Le sujet a été traité en trois parties :
I/ Les civilisations montantes et descendantes : Grèce, Rome, empires arabes, URSS... Facteurs de croissance ou de décadence ( foi collective, rigueur des mœurs, culte des vertus viriles etc.)
II/ Rencontres entre l’Europe et la Turquie, cas emblématique des relations entre les pays européens et les puissances musulmanes du Moyen Orient
- À la Renaissance sous Soliman le magnifique : suprématie turque ; c’est le sujet de « Thulé »
- Au 21ème siècle : évolutions économiques relatives, démographie, éducation, réislamisation turque, etc.
Différences entre les deux civilisations d’aujourd’hui, l’une marquée par l’indépendance d’esprit dans le cadre de la loi avec individualisme outrancier et perte des valeurs (c’est le sujet de "Cyniques et Cie "), l’autre par la prégnance d’un islam autoritaire qui régissait et régit toujours dans une certaine mesure les comportements sociaux (ex de Chypre).
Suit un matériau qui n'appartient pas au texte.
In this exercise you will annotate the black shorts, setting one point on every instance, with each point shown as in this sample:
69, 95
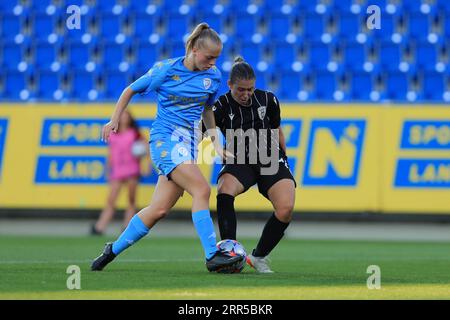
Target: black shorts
250, 174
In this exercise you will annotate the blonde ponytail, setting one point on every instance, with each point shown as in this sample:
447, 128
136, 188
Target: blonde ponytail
199, 35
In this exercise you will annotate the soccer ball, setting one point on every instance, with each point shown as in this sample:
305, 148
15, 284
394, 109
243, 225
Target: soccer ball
232, 248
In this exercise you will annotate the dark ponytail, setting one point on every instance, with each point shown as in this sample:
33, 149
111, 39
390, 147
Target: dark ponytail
241, 70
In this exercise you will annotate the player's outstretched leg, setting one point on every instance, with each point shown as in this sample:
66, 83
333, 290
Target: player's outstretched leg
135, 230
102, 260
190, 178
165, 196
282, 196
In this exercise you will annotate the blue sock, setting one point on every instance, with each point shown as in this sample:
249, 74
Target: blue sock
135, 230
205, 230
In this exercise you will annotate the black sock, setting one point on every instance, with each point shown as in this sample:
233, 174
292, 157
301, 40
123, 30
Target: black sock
226, 216
272, 234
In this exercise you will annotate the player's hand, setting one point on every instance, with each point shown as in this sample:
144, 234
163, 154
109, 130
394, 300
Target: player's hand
224, 154
107, 128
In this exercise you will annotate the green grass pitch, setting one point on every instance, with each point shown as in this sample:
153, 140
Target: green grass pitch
173, 268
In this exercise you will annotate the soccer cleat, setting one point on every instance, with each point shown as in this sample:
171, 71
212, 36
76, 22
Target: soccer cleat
95, 232
261, 264
220, 262
102, 260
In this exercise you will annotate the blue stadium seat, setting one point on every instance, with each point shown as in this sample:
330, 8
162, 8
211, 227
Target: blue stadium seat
146, 55
12, 55
433, 86
214, 21
313, 26
172, 6
176, 48
223, 84
444, 5
361, 86
354, 55
45, 54
279, 26
43, 26
115, 83
79, 55
177, 26
8, 6
48, 83
106, 6
261, 80
349, 25
145, 25
426, 56
245, 26
284, 54
289, 85
388, 27
110, 26
325, 85
251, 53
390, 56
11, 26
138, 5
418, 26
113, 54
15, 83
82, 83
447, 26
396, 86
308, 6
343, 5
319, 55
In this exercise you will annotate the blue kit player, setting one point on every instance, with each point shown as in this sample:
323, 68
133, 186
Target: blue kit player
186, 89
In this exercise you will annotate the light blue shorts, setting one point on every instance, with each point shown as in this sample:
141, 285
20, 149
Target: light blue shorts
168, 152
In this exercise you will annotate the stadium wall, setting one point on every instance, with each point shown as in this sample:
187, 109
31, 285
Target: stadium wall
345, 158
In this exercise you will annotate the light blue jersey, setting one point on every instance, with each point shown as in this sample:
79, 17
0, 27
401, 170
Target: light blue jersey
182, 95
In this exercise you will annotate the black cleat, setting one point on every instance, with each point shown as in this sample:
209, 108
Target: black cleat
102, 260
221, 261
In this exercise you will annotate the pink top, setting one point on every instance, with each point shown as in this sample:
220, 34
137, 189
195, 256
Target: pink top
123, 164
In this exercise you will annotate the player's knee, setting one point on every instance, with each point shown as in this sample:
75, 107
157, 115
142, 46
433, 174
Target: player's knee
284, 212
160, 213
203, 191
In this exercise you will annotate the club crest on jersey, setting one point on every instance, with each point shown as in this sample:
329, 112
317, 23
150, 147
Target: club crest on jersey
262, 112
207, 83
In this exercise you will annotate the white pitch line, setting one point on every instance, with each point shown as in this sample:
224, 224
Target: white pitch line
89, 261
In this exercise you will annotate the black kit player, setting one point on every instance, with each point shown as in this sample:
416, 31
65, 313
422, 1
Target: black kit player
257, 111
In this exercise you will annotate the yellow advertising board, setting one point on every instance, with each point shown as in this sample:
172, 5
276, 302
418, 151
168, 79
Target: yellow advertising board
347, 158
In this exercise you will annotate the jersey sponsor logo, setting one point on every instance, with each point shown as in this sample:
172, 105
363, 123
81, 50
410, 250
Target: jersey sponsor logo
426, 135
207, 83
53, 169
3, 128
422, 173
262, 112
334, 153
66, 132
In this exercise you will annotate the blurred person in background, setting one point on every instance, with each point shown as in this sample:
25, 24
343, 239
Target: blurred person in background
126, 148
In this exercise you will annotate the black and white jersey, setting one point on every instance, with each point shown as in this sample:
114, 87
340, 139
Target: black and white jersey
263, 113
259, 117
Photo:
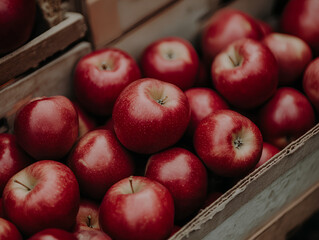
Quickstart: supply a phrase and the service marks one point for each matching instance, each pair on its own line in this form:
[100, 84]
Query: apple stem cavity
[238, 143]
[162, 101]
[131, 183]
[105, 66]
[16, 181]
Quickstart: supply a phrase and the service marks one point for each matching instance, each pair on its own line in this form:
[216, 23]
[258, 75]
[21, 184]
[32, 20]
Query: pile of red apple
[144, 146]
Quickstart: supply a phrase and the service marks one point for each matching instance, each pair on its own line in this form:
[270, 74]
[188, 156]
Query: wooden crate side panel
[40, 48]
[55, 78]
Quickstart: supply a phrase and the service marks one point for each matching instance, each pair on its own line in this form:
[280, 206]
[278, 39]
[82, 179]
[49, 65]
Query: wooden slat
[55, 78]
[43, 46]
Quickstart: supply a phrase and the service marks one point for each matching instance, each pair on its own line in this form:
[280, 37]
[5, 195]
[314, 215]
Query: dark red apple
[245, 73]
[98, 161]
[88, 216]
[184, 175]
[171, 59]
[53, 234]
[43, 195]
[285, 117]
[47, 127]
[100, 76]
[137, 208]
[292, 55]
[300, 18]
[12, 159]
[268, 152]
[150, 115]
[310, 83]
[224, 27]
[202, 101]
[8, 231]
[17, 18]
[86, 234]
[228, 143]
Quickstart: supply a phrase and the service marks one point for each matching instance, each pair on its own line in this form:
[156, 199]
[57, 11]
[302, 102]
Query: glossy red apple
[310, 83]
[224, 27]
[268, 152]
[8, 231]
[184, 175]
[43, 195]
[292, 55]
[300, 18]
[202, 101]
[47, 127]
[285, 117]
[171, 59]
[86, 234]
[245, 73]
[88, 216]
[228, 143]
[98, 161]
[53, 234]
[17, 18]
[86, 122]
[12, 159]
[137, 208]
[100, 76]
[150, 115]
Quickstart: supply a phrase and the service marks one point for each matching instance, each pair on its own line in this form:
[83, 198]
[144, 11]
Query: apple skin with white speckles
[99, 160]
[228, 143]
[137, 208]
[47, 127]
[171, 59]
[43, 195]
[184, 175]
[150, 115]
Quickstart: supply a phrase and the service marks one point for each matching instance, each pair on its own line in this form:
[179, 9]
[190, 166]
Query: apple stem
[89, 221]
[131, 183]
[105, 66]
[162, 101]
[238, 143]
[16, 181]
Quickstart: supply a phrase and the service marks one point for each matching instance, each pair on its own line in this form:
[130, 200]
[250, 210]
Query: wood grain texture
[31, 54]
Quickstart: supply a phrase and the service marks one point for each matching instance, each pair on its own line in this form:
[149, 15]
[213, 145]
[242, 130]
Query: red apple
[184, 175]
[285, 117]
[88, 216]
[86, 234]
[98, 161]
[86, 123]
[300, 18]
[17, 18]
[12, 159]
[224, 27]
[150, 115]
[137, 208]
[228, 143]
[53, 234]
[245, 73]
[43, 195]
[292, 55]
[171, 59]
[268, 152]
[8, 230]
[100, 76]
[202, 101]
[47, 127]
[310, 83]
[264, 27]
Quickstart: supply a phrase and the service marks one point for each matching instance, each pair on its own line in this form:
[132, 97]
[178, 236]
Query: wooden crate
[266, 204]
[43, 46]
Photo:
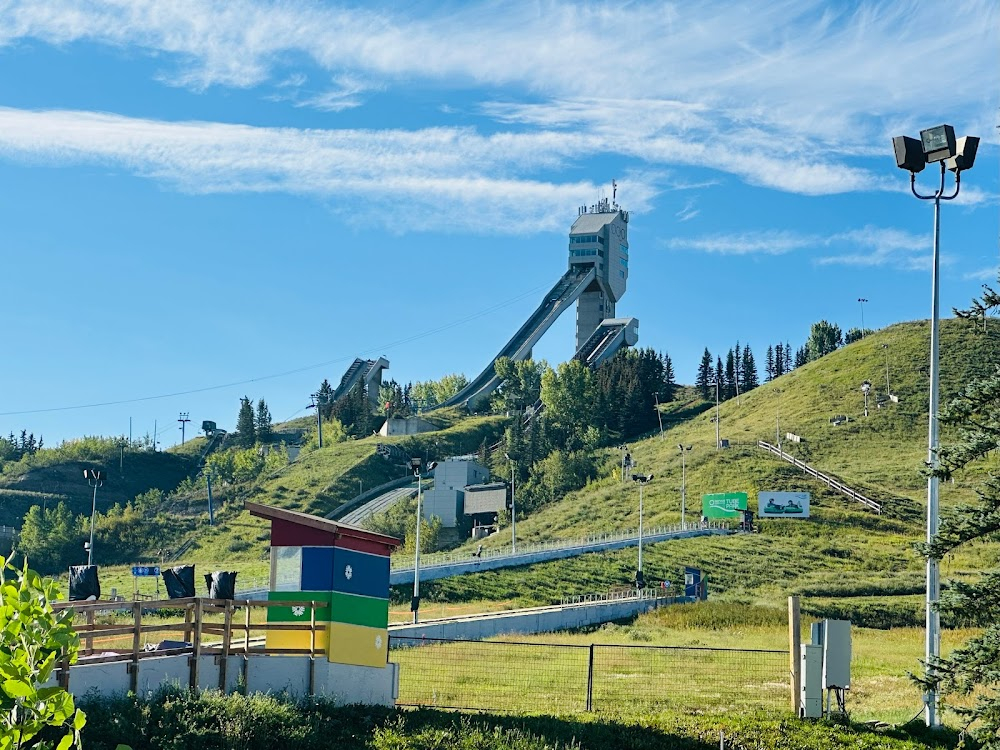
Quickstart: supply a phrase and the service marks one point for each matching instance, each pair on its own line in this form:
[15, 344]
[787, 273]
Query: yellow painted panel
[355, 644]
[295, 639]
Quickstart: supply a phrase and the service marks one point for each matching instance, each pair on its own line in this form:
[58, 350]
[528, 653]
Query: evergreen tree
[824, 338]
[703, 381]
[262, 423]
[749, 371]
[325, 398]
[973, 669]
[246, 433]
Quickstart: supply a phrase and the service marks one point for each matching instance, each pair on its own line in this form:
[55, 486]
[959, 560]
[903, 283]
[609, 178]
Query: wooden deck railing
[200, 635]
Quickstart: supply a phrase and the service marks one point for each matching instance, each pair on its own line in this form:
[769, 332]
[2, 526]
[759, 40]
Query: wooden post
[133, 668]
[794, 650]
[246, 633]
[312, 649]
[88, 641]
[227, 630]
[196, 651]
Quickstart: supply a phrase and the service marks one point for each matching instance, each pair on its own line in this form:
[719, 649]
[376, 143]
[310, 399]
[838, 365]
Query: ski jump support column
[597, 276]
[315, 559]
[599, 239]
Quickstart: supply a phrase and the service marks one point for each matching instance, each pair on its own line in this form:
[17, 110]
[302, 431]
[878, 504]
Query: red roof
[294, 529]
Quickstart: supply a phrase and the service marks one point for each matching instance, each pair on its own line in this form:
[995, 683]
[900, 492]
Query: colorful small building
[346, 567]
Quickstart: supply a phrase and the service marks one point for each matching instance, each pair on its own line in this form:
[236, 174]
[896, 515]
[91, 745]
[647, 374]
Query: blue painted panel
[358, 573]
[317, 568]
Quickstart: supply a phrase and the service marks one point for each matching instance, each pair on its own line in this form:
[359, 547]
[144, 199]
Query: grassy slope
[838, 558]
[318, 482]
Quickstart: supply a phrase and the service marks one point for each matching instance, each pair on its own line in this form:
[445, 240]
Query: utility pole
[317, 403]
[95, 478]
[684, 449]
[718, 440]
[887, 391]
[183, 419]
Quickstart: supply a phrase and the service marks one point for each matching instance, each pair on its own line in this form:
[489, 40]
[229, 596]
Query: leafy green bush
[35, 639]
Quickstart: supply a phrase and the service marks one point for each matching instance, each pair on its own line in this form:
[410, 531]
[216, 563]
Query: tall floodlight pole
[641, 480]
[95, 478]
[415, 602]
[935, 145]
[718, 440]
[513, 514]
[683, 449]
[887, 391]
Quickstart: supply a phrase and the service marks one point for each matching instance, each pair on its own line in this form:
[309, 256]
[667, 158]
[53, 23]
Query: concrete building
[599, 238]
[451, 477]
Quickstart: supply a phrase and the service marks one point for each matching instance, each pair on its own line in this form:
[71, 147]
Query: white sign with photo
[783, 505]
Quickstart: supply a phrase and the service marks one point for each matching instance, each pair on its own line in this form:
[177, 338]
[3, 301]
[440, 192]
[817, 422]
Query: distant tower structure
[599, 238]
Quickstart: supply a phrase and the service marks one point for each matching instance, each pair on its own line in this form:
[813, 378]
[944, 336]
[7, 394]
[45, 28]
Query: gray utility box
[811, 697]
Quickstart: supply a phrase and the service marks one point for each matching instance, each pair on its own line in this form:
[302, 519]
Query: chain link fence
[553, 678]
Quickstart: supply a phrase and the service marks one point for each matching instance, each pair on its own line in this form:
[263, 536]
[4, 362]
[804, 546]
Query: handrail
[446, 558]
[835, 484]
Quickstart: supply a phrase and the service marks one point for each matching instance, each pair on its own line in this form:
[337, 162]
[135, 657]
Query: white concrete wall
[264, 674]
[529, 621]
[475, 565]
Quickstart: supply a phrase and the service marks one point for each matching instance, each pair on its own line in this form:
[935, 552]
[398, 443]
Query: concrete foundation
[261, 673]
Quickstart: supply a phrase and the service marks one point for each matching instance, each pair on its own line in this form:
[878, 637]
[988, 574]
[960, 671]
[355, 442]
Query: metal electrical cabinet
[811, 699]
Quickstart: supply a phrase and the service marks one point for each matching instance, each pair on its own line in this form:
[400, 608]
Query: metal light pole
[641, 480]
[513, 514]
[935, 145]
[718, 440]
[887, 391]
[95, 478]
[415, 602]
[684, 449]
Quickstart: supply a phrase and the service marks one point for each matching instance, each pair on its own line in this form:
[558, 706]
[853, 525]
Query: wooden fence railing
[200, 634]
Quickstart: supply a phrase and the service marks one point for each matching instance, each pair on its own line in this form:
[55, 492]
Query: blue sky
[218, 199]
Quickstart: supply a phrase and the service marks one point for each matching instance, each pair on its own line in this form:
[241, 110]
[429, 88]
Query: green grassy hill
[844, 556]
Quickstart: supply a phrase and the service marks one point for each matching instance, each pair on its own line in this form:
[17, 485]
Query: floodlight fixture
[938, 143]
[909, 154]
[965, 154]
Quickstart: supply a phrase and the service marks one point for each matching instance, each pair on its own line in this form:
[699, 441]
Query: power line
[286, 373]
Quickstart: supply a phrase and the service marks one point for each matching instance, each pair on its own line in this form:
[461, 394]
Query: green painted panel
[297, 614]
[724, 505]
[360, 610]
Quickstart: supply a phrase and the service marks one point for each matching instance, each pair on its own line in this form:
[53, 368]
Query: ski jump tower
[599, 238]
[595, 280]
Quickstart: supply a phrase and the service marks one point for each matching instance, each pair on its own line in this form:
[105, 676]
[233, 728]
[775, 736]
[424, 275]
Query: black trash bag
[179, 581]
[221, 584]
[83, 583]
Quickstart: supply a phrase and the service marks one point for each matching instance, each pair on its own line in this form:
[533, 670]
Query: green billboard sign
[724, 505]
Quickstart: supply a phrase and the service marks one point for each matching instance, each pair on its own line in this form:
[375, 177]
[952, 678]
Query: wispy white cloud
[787, 95]
[869, 246]
[394, 174]
[982, 274]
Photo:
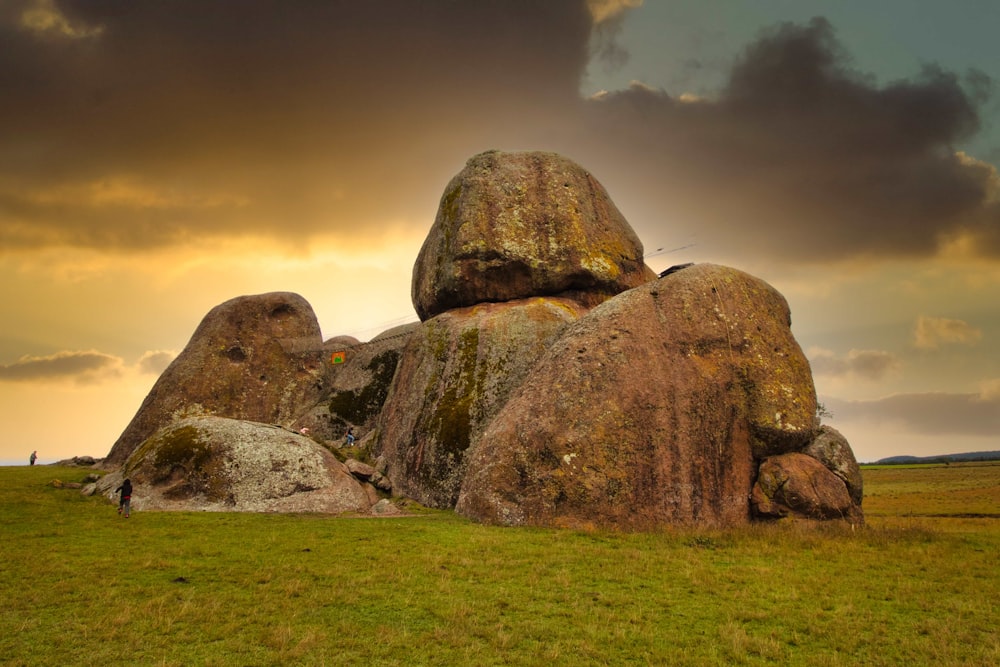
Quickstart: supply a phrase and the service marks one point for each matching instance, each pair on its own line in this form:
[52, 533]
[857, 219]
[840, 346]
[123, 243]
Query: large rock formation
[258, 358]
[216, 464]
[356, 387]
[649, 410]
[552, 381]
[796, 484]
[457, 371]
[515, 225]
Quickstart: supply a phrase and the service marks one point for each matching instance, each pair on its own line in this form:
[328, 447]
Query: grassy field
[919, 585]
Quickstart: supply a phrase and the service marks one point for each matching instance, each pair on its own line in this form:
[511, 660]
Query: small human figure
[125, 499]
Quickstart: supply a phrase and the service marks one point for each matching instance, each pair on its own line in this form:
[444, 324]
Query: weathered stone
[362, 471]
[831, 449]
[649, 410]
[216, 464]
[458, 369]
[256, 358]
[356, 387]
[384, 507]
[517, 225]
[381, 482]
[797, 485]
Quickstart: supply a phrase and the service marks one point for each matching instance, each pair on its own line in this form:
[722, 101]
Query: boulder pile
[553, 380]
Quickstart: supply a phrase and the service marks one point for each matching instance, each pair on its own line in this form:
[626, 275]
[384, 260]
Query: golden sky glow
[158, 161]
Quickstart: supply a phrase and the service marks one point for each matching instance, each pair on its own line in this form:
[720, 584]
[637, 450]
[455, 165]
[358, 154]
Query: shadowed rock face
[516, 225]
[831, 449]
[257, 358]
[651, 409]
[357, 387]
[798, 485]
[216, 464]
[457, 371]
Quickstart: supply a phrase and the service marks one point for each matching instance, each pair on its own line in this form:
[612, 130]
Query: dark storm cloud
[929, 414]
[131, 124]
[82, 367]
[803, 156]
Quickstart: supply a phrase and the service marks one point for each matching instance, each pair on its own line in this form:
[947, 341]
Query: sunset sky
[159, 158]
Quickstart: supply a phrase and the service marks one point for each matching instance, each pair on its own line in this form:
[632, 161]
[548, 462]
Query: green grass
[79, 585]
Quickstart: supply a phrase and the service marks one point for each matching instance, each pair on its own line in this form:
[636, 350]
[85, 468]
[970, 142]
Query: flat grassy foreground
[918, 586]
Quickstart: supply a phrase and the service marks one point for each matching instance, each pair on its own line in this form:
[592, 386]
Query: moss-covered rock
[456, 372]
[258, 358]
[217, 464]
[516, 225]
[652, 409]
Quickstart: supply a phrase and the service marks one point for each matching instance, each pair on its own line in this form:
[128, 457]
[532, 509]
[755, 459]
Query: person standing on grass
[125, 499]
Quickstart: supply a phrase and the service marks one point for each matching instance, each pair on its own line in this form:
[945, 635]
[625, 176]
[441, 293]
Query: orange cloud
[930, 333]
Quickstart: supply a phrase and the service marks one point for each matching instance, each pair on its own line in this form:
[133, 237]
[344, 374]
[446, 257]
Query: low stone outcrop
[831, 448]
[217, 464]
[457, 371]
[651, 409]
[356, 387]
[517, 225]
[797, 485]
[256, 358]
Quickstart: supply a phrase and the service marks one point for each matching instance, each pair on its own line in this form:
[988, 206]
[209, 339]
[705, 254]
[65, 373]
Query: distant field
[918, 585]
[933, 490]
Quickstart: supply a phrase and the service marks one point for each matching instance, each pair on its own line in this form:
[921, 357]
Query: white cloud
[155, 361]
[84, 367]
[866, 364]
[931, 413]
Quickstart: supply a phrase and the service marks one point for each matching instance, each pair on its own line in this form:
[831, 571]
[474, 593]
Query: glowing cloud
[930, 333]
[866, 364]
[84, 367]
Les révoltes arabes actuelles : pourquoi et vers quoi (cf.chronique ci dessus)
III/ Existe-t-il une possibilité de rapprochement ? Il faut définir une voie de recherche spirituelle commune qui ne peut être qu’une voie de dépassement : sujet de « Lettre à un ami musulman » et d’« Eclats de vie ».
Conclusion : l’avenir exige la prudence, le Moyen Orient étant un exemple des excès auxquelles les diverses révélations peuvent conduire.